Description Josko Plazonic 2023-09-06 15:07:37 MDT
Hello,

I noticed that we get errors like these in logs:
[50162878.batch] error: NVML: Failed to get Compute running procs(7): Insufficient Size
on our MIG instances. This seems to be happening because slurm is attempting to collect GPU utilization via NVML, which does not work on MIG instances (by design).

That's a bug on its own - it should ignore those and not report errors - but we would like to turn off this feature completely as we do not need it and it might conflict with what we do already to collect these stats and what we are planning to do. 

The long story is that we have a separate GPU stats collector using NVML and we are trying to switch it to the DCGM based collector. It is not a particularly good idea to have multiple processes collecting stats, especially nvml+dcgm - maybe nvidia got it fixed recently but we used to have GPU crashes in such situations and since we are not using/needing slurm's GPU stats it is safest to disable them.

Is there a way to do that? To configure slurm to not collect GPU memory and utilization?

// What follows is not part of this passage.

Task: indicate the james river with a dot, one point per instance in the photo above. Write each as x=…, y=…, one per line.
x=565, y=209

I'd think that one could achieve that by not adding gres/gpumem,gres/gpuutil to AccountingStorageTRES but we do not do that and it got added on its own. I.e. we set

AccountingStorageTRES=cpu,mem,energy,node,Gres/gpu

which results in:

# scontrol show config | grep AccountingStorageTRES
AccountingStorageTRES   = cpu,mem,energy,node,billing,fs/disk,vmem,pages,gres/gpu,gres/gpumem,gres/gpuutil

Can you please let us know how can we disable this feature. Thanks.
Comment 2 Marshall Garey 2023-09-06 15:59:37 MDT
In bug 17102, we are adding an option to slurm.conf to disable gpu accounting. This will be part of the Slurm 23.11 release.

I'm marking this as a duplicate of bug 17102.

*** This ticket has been marked as a duplicate of ticket 17102 ***